Ovarian volume is associated with adiposity measures and bone mineral density in postmenopausal women.

INTRODUCTION: The present study aimed to assess the association between ovarian volume and demographic and anthropometric parameters, as well as sex hormones and bone mineral density (BMD) in postmenopausal women.
METHODS: 161 healthy postmenopausal women participated in this cross-sectional study. Fasting venous blood samples were obtained for biochemical/hormonal assessment. Anthropometric parameters included body mass index (BMI) and waist-to-hip ratio (WHR). Ultrasonography was used to estimate the average ovarian volume for each participant. BMD was measured in the femoral neck (FN) and the lumbar spine (LS) using DXA.
RESULTS: Mean ovarian volume increased linearly with increasing quartiles of BMI (Q1:0.985±0.25, Q2: 1.11±0.29, Q3: 1.07±0.28, Q4: 1.19±0.38, p-value for linear trend 0.013). Ovarian volume correlated positively with BMI (r=0.128, p-value=0.038), FN BMD (r=0.233, p-value=0.003), FN T-score (r=0.223, p-value=0.004) and FN Z-score (r=0.171, p-value=0.027). Multivariate analysis showed that ovarian volume was predicted by WHR (b-coefficient=0.157, p-value=0.047) and SHBG (b-coefficient= -0.160, p-value=0.042), independently of age and BMI. Finally, FN BMD was predicted by ovarian volume, independently of age, menopausal age and BMI.
CONCLUSION: Ovarian volume was positively and independently associated with adiposity indexes and femoral BMD in postmenopausal women. Lower SHBG levels were associated with higher ovarian volume. Insulin resistance may mediate these results. The significance of these findings should be assessed in larger prospective studies.

Introduction

Menopause consists of the cessation of the menstrual cycle caused by ovarian failure and leads to estrogen deficiency. The consequent hormonal imbalance is linked to short-term disturbances like the climacteric symptoms but also to long-term consequences as osteoporosis, cardiovascular disease as well as central body fat accumulation, metabolic alterations and urogenital atrophy[1].

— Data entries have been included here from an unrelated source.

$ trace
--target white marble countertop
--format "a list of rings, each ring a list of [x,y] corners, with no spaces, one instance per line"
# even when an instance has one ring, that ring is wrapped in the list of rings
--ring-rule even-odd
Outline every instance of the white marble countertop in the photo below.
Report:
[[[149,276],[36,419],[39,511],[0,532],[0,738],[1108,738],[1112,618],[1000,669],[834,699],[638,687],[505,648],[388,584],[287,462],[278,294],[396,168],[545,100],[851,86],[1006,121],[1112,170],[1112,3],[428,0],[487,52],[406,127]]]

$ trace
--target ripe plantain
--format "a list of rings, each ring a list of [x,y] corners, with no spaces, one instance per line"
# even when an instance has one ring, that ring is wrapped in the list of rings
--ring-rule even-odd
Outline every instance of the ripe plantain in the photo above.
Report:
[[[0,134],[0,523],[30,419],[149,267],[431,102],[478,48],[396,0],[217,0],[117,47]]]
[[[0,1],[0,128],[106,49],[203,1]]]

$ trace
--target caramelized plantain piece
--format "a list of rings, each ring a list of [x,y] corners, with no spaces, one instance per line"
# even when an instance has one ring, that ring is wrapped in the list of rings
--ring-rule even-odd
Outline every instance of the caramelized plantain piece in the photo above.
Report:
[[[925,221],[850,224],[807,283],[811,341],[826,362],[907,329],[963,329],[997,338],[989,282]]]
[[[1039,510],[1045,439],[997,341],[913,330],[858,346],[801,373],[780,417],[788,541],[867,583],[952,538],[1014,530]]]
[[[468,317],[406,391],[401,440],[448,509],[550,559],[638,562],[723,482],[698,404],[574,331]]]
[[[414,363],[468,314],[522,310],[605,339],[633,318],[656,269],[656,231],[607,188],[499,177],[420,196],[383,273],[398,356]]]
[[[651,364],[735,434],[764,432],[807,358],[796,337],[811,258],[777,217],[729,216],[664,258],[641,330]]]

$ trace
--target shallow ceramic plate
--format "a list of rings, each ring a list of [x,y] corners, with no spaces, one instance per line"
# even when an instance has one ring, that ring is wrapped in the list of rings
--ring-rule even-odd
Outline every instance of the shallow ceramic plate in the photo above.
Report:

The ovarian size declines after the menopausal transition[2]. A validated normative model describing changes of ovarian volume throughout life indicated that age is the principal determinant of ovarian volume, accounting for 69% of the variance throughout life[2]. Ovarian volume increases from 0.7 mL at 2 years of age up to 7.7 mL at 20 years of age, and subsequently decreases to about 2.8 mL at the time of the menopausal transition[2]. The morphological characteristics of the ovaries have been associated with adiposity measures as well as with lifestyle parameters in mixed populations of pre-, peri- and postmenopausal women[3-5]. Ovarian volume has furthermore been linked with insulin resistance[6] and with bone mineral density[7] in women with the polycystic ovary syndrome (PCOS). Factors, however, which may have an association with ovarian volume in postmenopausal women have not been adequately explored.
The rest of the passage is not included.